Polycyclic aromatic hydrocarbons (PAHs) are ubiquitous in the environment and they pose a cancer threat to humans as they are products of activities in a modern society. Alternant bay and fjord region PAHs are metabolized to 4 isomeric diol epoxides that are potent DNA alkylating agents. Reaction of these diol epoxides with cellular DNA results in the formation of 16 nucleoside adducts; 8 isomers from deoxyadenosine (dA) and correspondingly 8 from deoxyguanosine (dG). The isomeric diol epoxides have markedly different tumorigenicities that implies differences in intracellular recognition, replication and repair the individual diol epoxide-nucleoside adducts. Thus, an understanding of the structural differences in the individual diol epoxide-DNA lesions in relation to the biological responses is expected to provide a better basis for understanding chemical carcinogenesis at the molecular level. The proposed studies are on two topologically different structural paradigms; the bay region represented by benzo[a]pyrene (BaP) and the fjord region represented by benzo[c]phenanthrene (BcPh) the DNA adducts of which are expected to elicit markedly different structural properties. One aim of the project is to complete delineation of novel, unequivocal synthesis of all diol epoxide-nucleoside adducts of these two PAHs. The methods that so evolve will potentially have general applicability for studies with any bay or fjord region PAH diol epoxide. The adducts will be incorporated into suitable DNA sequences (primarily human N-ras for the dA adducts and c-Ki-ras for the dG) for comparative studies within the individual sequence contexts. These include: 7m studies with normal and mismatched complementary strands, and temperature-dependent CD studies of the duplexes. The proposed synthesis encompasses ample flexibility to allow for the modification of any sequence or the incorporation of MeC adjacent to the dG adducts. Thus sequence context effects can also be probed. In-house collaboration will be the NMR structural evaluations of the modified duplexes. External collaborations are also planned for UvrABC repair experiments and single molecule studies on protein-DNA complexes. This concerted synthesis and structural evaluation is anticipated to contribute to a greater global understanding of the causative effects in PAH carcinogenesis.
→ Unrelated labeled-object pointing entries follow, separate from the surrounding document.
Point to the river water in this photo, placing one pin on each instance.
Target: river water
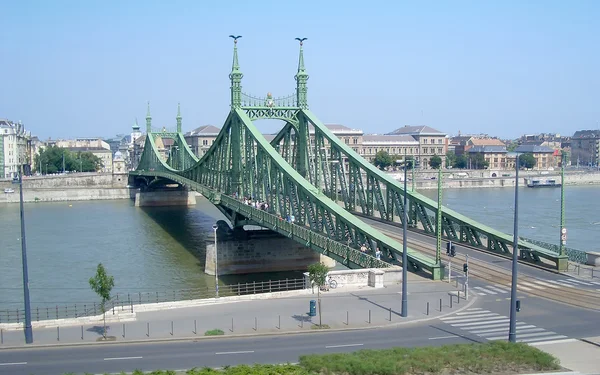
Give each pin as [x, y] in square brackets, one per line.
[162, 248]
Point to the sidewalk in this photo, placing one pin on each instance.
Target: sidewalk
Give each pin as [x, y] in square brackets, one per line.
[273, 313]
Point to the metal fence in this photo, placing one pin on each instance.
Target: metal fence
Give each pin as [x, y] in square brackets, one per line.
[127, 301]
[578, 256]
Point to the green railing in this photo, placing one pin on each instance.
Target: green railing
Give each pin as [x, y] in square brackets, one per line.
[578, 256]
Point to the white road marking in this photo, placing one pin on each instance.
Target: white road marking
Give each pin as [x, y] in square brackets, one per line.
[473, 312]
[121, 358]
[535, 286]
[579, 282]
[546, 284]
[478, 319]
[485, 290]
[240, 352]
[553, 342]
[342, 346]
[480, 323]
[542, 338]
[500, 329]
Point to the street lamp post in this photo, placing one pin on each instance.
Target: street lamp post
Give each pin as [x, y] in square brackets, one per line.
[563, 229]
[404, 312]
[512, 332]
[216, 262]
[28, 329]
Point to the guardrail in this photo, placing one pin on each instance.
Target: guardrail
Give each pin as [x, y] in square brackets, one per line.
[127, 301]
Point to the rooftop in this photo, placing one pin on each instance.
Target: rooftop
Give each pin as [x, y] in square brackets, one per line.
[416, 130]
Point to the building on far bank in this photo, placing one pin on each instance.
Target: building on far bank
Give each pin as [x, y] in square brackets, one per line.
[431, 142]
[545, 157]
[15, 149]
[585, 147]
[200, 139]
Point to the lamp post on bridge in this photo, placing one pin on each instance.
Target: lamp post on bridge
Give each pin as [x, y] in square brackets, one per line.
[27, 324]
[216, 263]
[404, 311]
[512, 331]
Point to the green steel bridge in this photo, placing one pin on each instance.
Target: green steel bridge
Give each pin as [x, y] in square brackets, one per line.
[307, 172]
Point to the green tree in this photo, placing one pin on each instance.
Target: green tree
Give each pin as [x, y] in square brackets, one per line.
[478, 161]
[382, 160]
[435, 162]
[317, 274]
[527, 160]
[102, 285]
[460, 162]
[450, 159]
[50, 160]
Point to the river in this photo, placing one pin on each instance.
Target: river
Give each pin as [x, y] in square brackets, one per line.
[162, 248]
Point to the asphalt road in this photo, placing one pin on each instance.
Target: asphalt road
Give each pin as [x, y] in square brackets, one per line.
[461, 251]
[110, 358]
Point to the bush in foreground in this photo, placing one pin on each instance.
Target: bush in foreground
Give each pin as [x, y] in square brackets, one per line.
[494, 357]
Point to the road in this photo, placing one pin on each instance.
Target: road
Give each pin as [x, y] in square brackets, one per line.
[110, 358]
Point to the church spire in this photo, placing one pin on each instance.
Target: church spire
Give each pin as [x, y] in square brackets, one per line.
[178, 118]
[148, 120]
[236, 77]
[301, 78]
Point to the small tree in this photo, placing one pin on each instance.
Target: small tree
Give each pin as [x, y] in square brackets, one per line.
[317, 273]
[435, 162]
[527, 160]
[102, 285]
[382, 160]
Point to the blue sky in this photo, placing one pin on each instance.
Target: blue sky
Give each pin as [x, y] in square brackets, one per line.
[87, 68]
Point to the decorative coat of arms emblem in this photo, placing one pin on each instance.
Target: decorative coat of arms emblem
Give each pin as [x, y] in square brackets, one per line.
[270, 101]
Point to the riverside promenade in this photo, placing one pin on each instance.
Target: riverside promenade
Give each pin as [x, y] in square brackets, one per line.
[351, 307]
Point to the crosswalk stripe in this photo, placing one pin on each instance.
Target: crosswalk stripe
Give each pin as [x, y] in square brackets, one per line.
[535, 286]
[526, 335]
[480, 323]
[504, 327]
[553, 342]
[478, 319]
[473, 312]
[546, 284]
[476, 316]
[497, 289]
[485, 290]
[533, 339]
[562, 283]
[579, 282]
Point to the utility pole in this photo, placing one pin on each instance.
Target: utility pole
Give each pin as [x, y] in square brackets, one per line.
[512, 332]
[438, 229]
[27, 325]
[404, 312]
[563, 230]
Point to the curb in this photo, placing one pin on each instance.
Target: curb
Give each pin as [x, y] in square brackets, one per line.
[244, 335]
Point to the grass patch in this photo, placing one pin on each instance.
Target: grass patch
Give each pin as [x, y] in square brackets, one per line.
[491, 358]
[495, 357]
[214, 332]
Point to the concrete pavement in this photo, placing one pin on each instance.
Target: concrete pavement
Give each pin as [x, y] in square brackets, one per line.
[287, 312]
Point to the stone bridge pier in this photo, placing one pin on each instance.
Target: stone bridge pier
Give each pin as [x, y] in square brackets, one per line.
[256, 251]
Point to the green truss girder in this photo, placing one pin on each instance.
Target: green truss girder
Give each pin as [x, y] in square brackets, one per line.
[242, 163]
[342, 174]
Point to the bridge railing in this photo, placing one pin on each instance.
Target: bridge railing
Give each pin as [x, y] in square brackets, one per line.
[575, 255]
[126, 302]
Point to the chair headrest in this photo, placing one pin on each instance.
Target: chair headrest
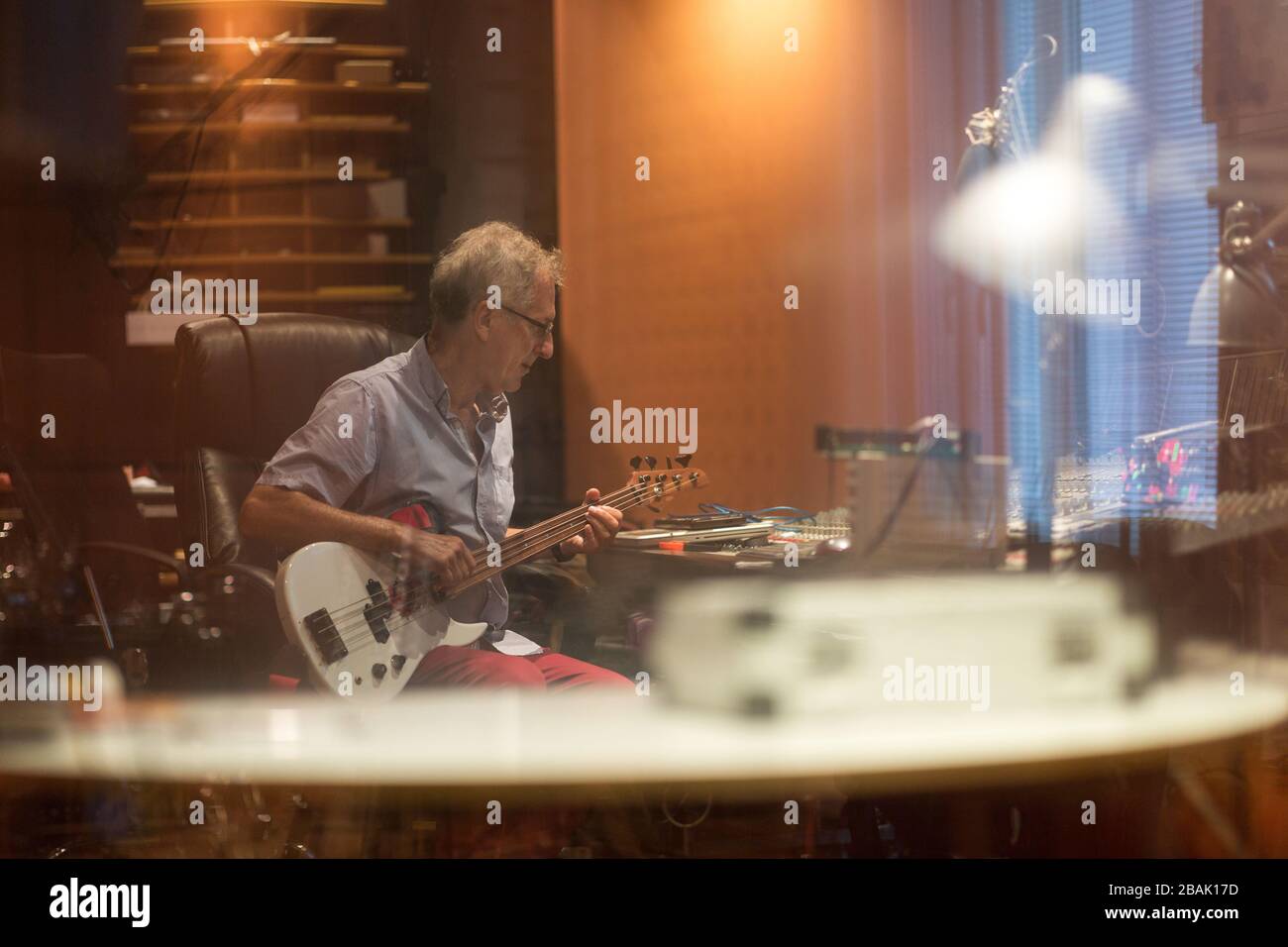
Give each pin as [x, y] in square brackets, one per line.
[248, 388]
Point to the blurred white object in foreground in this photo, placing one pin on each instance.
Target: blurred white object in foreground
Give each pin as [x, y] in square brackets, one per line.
[1035, 217]
[962, 644]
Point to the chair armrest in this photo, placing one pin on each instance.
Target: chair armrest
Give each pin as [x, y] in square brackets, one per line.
[259, 578]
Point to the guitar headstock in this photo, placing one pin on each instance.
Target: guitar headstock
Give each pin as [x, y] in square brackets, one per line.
[665, 482]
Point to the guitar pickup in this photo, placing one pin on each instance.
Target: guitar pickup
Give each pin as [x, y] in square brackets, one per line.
[378, 611]
[325, 635]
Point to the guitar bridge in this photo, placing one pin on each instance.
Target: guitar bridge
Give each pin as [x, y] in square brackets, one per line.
[325, 635]
[378, 611]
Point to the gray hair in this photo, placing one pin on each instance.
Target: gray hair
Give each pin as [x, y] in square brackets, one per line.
[490, 254]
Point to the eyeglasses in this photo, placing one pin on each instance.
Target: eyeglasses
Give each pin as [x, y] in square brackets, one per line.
[548, 329]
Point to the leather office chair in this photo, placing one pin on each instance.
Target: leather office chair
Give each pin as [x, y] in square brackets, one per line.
[241, 390]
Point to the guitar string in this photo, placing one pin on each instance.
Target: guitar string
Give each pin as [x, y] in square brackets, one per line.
[537, 535]
[634, 496]
[359, 629]
[545, 527]
[365, 637]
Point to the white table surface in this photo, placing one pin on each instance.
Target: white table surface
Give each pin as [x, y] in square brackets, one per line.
[458, 740]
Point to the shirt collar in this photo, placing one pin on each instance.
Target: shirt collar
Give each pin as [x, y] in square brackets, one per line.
[438, 393]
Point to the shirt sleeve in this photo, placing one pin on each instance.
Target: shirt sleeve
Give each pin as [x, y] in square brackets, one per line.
[334, 453]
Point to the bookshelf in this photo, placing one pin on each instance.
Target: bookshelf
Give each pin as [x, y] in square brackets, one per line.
[237, 150]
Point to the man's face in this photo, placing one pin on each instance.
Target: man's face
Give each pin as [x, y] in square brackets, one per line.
[519, 343]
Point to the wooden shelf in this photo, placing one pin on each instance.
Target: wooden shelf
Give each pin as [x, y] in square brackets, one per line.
[275, 84]
[252, 128]
[145, 261]
[263, 189]
[261, 176]
[268, 222]
[355, 50]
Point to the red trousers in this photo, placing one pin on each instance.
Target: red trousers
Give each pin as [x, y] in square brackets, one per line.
[455, 667]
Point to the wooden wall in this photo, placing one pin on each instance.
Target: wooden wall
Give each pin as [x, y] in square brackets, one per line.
[768, 169]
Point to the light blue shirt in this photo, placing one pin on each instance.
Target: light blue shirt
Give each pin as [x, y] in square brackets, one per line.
[384, 438]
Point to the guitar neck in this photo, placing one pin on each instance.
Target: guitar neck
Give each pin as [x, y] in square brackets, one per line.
[536, 539]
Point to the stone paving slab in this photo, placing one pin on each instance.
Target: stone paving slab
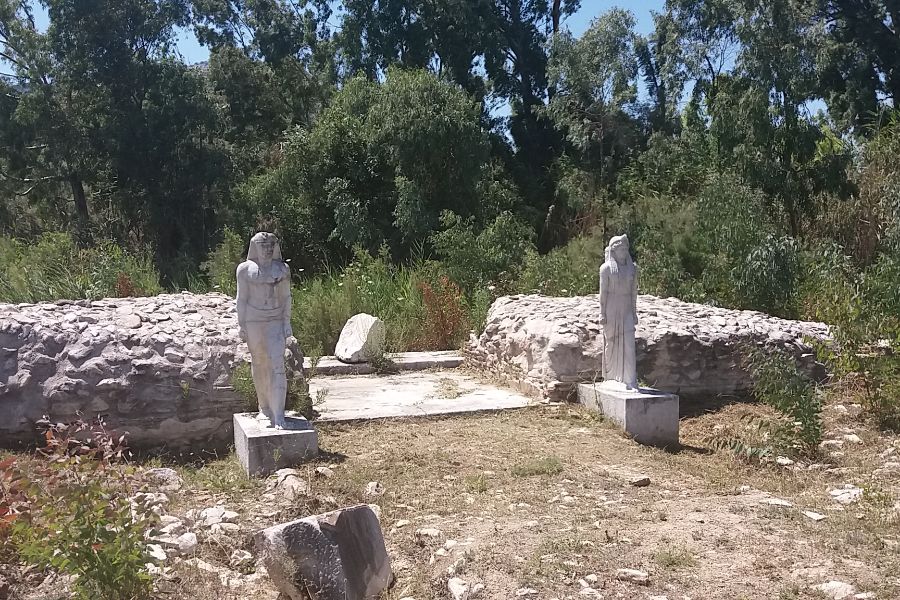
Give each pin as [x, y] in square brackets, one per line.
[409, 395]
[405, 361]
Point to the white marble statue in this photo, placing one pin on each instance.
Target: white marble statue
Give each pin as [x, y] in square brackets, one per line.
[264, 318]
[618, 314]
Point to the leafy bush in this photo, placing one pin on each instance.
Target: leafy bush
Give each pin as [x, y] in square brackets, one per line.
[779, 384]
[73, 513]
[443, 327]
[221, 265]
[571, 270]
[494, 256]
[53, 268]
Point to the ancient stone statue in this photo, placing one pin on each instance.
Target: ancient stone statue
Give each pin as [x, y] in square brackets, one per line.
[618, 313]
[264, 318]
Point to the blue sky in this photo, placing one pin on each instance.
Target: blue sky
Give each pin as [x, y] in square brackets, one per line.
[193, 52]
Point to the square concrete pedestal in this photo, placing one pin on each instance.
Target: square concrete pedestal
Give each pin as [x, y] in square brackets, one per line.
[262, 450]
[649, 416]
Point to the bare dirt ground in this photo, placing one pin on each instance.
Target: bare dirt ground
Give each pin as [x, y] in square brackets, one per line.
[539, 503]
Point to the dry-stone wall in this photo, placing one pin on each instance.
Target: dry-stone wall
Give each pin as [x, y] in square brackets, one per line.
[159, 368]
[548, 344]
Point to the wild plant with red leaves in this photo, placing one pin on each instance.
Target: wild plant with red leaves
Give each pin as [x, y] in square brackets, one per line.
[69, 509]
[444, 321]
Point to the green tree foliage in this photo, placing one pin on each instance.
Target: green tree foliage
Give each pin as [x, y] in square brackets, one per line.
[379, 166]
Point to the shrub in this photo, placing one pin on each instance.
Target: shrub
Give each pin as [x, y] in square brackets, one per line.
[74, 513]
[493, 256]
[443, 327]
[53, 268]
[779, 384]
[221, 265]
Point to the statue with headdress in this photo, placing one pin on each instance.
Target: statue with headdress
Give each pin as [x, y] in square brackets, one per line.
[618, 313]
[264, 319]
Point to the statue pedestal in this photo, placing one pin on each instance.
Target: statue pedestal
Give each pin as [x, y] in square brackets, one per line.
[262, 450]
[649, 416]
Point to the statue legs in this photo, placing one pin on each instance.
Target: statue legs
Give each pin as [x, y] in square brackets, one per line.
[267, 345]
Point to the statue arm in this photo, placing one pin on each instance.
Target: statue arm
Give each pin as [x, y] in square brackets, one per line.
[634, 293]
[604, 292]
[241, 276]
[284, 291]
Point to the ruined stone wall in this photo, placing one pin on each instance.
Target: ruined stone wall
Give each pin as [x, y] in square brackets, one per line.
[546, 344]
[159, 368]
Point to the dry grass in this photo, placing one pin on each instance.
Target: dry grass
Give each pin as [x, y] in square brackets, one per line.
[541, 498]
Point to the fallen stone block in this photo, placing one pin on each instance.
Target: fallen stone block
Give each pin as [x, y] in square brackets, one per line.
[362, 339]
[338, 555]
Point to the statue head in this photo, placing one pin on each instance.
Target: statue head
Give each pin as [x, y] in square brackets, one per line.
[617, 253]
[264, 248]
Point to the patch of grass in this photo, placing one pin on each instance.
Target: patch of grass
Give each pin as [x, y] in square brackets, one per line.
[674, 557]
[448, 388]
[224, 475]
[476, 484]
[548, 465]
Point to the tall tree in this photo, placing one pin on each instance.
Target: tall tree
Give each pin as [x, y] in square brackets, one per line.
[860, 71]
[595, 101]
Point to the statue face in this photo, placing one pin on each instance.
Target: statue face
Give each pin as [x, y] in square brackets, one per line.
[267, 248]
[619, 251]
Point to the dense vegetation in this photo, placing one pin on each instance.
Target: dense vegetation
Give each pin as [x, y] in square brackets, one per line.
[748, 150]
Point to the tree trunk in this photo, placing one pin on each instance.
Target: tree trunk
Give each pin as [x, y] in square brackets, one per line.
[82, 216]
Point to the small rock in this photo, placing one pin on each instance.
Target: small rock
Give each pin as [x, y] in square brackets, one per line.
[240, 558]
[836, 590]
[428, 532]
[847, 495]
[210, 516]
[156, 552]
[291, 485]
[521, 592]
[229, 516]
[458, 588]
[164, 479]
[374, 489]
[224, 528]
[633, 576]
[777, 502]
[187, 542]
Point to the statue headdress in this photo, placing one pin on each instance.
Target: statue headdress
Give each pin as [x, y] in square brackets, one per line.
[608, 257]
[263, 236]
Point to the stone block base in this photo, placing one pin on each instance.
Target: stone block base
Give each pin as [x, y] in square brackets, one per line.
[262, 450]
[649, 416]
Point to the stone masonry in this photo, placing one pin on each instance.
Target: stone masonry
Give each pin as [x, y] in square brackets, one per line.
[548, 344]
[158, 368]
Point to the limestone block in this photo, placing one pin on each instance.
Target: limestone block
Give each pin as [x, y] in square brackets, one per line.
[166, 380]
[334, 556]
[649, 416]
[262, 449]
[546, 345]
[361, 340]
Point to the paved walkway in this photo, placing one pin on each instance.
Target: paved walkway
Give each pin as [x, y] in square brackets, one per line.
[413, 394]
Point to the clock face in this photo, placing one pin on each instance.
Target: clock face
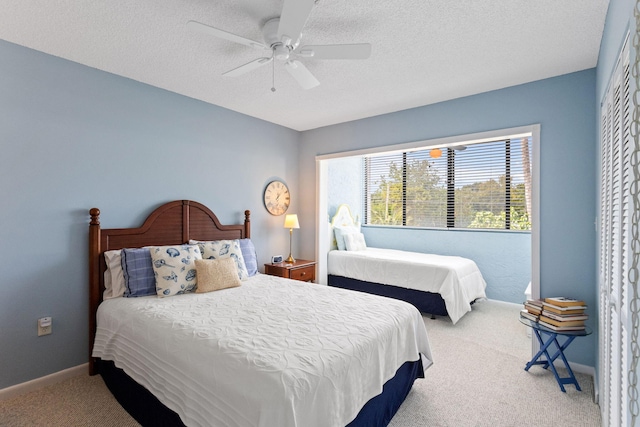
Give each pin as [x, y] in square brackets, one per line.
[277, 198]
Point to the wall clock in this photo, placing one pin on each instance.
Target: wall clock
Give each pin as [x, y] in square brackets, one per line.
[277, 197]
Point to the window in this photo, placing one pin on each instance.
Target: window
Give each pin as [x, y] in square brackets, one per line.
[481, 185]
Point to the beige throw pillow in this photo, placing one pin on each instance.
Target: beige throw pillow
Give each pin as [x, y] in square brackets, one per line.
[216, 274]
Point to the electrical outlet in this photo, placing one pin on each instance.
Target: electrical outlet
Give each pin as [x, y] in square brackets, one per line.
[45, 324]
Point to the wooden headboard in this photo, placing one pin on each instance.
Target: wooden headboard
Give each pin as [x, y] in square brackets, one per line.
[173, 223]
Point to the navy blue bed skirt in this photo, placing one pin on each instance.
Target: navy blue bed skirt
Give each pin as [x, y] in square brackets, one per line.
[426, 302]
[145, 408]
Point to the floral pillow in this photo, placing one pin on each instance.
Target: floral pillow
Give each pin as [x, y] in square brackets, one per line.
[218, 249]
[174, 268]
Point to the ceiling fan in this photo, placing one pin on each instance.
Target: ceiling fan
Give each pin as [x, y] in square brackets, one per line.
[282, 39]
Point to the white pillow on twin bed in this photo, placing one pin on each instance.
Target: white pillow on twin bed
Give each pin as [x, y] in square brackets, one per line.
[175, 268]
[114, 285]
[218, 249]
[341, 232]
[355, 242]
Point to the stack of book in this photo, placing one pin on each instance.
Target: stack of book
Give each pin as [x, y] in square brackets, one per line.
[532, 309]
[563, 314]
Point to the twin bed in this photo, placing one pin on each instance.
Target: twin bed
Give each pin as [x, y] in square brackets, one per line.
[435, 284]
[269, 352]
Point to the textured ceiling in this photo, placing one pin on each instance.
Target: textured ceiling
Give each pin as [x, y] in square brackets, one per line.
[423, 51]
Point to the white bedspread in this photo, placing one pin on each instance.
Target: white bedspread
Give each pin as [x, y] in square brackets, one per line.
[458, 280]
[272, 352]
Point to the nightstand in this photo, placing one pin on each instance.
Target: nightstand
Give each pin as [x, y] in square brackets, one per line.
[301, 269]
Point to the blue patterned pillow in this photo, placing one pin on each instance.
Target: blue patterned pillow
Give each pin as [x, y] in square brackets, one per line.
[249, 255]
[138, 274]
[175, 269]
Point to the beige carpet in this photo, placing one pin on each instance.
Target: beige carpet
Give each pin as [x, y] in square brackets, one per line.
[478, 379]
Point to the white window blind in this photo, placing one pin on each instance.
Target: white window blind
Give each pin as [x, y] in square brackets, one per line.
[481, 185]
[615, 244]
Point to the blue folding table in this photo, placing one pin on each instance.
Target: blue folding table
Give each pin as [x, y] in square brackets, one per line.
[546, 337]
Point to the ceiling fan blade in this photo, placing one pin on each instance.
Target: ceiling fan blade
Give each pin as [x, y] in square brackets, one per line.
[197, 26]
[337, 51]
[249, 66]
[302, 75]
[294, 16]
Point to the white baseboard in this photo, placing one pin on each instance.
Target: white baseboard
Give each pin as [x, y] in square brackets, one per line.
[26, 387]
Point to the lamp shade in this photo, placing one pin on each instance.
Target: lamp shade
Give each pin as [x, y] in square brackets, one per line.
[291, 221]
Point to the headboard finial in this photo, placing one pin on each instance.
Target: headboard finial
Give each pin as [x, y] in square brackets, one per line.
[95, 216]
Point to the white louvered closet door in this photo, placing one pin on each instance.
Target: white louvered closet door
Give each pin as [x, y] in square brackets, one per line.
[615, 245]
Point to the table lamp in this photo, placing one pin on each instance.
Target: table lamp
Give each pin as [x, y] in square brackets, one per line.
[291, 222]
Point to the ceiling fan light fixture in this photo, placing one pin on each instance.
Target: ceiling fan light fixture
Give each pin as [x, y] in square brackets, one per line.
[281, 52]
[282, 37]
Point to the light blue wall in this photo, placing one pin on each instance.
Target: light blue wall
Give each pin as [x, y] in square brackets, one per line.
[565, 109]
[72, 138]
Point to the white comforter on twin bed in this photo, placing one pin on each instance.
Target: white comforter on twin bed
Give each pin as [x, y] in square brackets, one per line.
[272, 352]
[458, 280]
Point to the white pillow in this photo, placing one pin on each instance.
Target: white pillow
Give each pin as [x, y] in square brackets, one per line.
[355, 242]
[113, 276]
[175, 269]
[218, 249]
[341, 232]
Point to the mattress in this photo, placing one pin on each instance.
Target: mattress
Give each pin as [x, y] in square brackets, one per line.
[270, 352]
[458, 280]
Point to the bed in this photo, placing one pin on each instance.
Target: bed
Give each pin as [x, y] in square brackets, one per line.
[270, 351]
[435, 284]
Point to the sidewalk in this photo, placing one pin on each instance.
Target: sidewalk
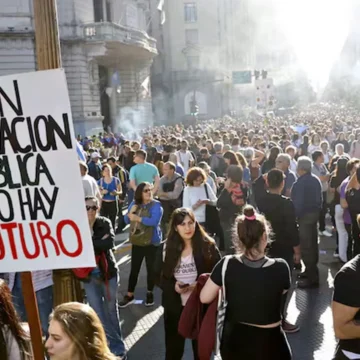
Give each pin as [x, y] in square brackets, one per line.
[143, 327]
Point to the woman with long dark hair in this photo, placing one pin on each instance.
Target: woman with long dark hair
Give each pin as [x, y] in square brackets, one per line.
[14, 342]
[339, 175]
[144, 215]
[76, 332]
[254, 286]
[187, 253]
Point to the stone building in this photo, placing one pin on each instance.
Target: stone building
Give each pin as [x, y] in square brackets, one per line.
[106, 53]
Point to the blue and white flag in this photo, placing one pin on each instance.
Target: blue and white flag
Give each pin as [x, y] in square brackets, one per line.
[80, 151]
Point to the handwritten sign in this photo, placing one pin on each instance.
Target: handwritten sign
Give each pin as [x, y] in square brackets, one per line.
[43, 220]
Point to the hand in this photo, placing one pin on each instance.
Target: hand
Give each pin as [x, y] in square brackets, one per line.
[181, 291]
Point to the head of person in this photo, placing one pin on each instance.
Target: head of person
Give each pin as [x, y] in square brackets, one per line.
[143, 193]
[10, 320]
[341, 137]
[291, 150]
[112, 162]
[318, 157]
[352, 165]
[218, 147]
[231, 158]
[169, 169]
[184, 145]
[204, 153]
[252, 233]
[106, 170]
[95, 157]
[324, 145]
[76, 332]
[242, 159]
[83, 168]
[315, 139]
[339, 149]
[203, 165]
[92, 207]
[274, 152]
[195, 177]
[184, 228]
[283, 162]
[304, 165]
[275, 180]
[140, 157]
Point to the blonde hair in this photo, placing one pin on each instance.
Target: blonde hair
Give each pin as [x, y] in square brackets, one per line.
[84, 328]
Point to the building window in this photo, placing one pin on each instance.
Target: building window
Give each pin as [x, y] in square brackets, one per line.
[193, 62]
[191, 36]
[190, 12]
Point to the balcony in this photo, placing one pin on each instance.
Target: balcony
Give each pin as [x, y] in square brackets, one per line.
[118, 41]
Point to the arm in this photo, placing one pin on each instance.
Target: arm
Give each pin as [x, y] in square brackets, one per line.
[106, 242]
[344, 325]
[209, 292]
[156, 212]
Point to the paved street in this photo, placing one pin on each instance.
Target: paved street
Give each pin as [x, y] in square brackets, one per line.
[143, 327]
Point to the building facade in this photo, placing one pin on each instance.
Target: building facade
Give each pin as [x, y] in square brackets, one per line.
[200, 45]
[106, 53]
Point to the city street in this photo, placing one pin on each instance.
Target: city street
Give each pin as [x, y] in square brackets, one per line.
[143, 327]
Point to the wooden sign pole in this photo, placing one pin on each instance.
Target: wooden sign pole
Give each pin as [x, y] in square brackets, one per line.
[48, 57]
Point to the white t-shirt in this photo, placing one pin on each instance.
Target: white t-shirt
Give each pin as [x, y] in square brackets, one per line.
[184, 159]
[191, 196]
[187, 273]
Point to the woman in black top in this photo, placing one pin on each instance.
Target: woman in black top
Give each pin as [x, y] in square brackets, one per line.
[254, 286]
[187, 253]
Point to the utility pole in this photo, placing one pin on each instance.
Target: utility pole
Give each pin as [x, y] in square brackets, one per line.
[48, 55]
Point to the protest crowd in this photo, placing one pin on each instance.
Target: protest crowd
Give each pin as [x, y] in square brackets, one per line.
[228, 214]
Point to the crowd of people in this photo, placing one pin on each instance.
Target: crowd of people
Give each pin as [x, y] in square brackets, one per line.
[246, 200]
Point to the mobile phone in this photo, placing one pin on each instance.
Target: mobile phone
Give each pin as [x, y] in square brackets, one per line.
[183, 286]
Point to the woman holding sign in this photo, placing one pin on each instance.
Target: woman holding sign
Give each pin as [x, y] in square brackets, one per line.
[110, 188]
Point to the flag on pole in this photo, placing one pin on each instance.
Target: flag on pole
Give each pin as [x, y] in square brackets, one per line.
[80, 151]
[162, 12]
多环芳烃(PAHs)广泛存在于环境中，对人体健康构成致癌威胁。 人类是现代社会活动的产物。交替的海湾和峡湾地区的PAHs是 代谢成4个同分异构体的二醇环氧化物，是有效的DNA烷基化试剂。这些二元醇的反应 环氧化物与细胞DNA形成16个核苷加合物；8个异构体来自 脱氧腺苷(Da)和相应的8脱氧鸟苷(Dg)。同分异构体二醇环氧化物具有 明显不同的致瘤性意味着细胞内识别、复制和修复的差异 单独的二元醇环氧化物-核苷加合物。因此，理解两国之间的结构性差异 个别二醇环氧化物-DNA损伤的生物学反应有望提供更好的 从分子水平上理解化学致癌的基础。建议进行的研究有两项 拓扑上不同的结构范例；海湾地区以苯并[a]芘(BaP)和 以苯并[c]菲(BcPh)为代表的峡区，其DNA加合物有望诱导 明显不同的结构特性。该项目的目标之一是完成小说的描绘， 明确合成了这两种多环芳烃的所有二醇环氧化物-核苷加合物。实现这一目标的方法 Evolve可能对任何海湾或峡湾地区多环芳烃二醇环氧化物的研究具有普遍适用性。 加合物将被结合到合适的DNA序列中(主要是用于da加合物的人N-ras 和c-ki-ras用于DG)，用于在各个序列上下文中进行比较研究。其中包括：700万 正常和错配互补链的研究，以及依赖温度的CD研究 双面的。拟议的合成包含了足够的灵活性，以允许修改任何 序列或与DG加合物相邻的MEC的掺入。因此，序列上下文效应还可以 被调查。内部合作将对修饰的双链进行核磁共振结构评估。外部 还计划在UvrABC修复实验和蛋白质-DNA的单分子研究方面进行合作 复合体。这一协调一致的综合和结构评估预计将有助于更大的全球 对多环芳烃致癌作用的理解。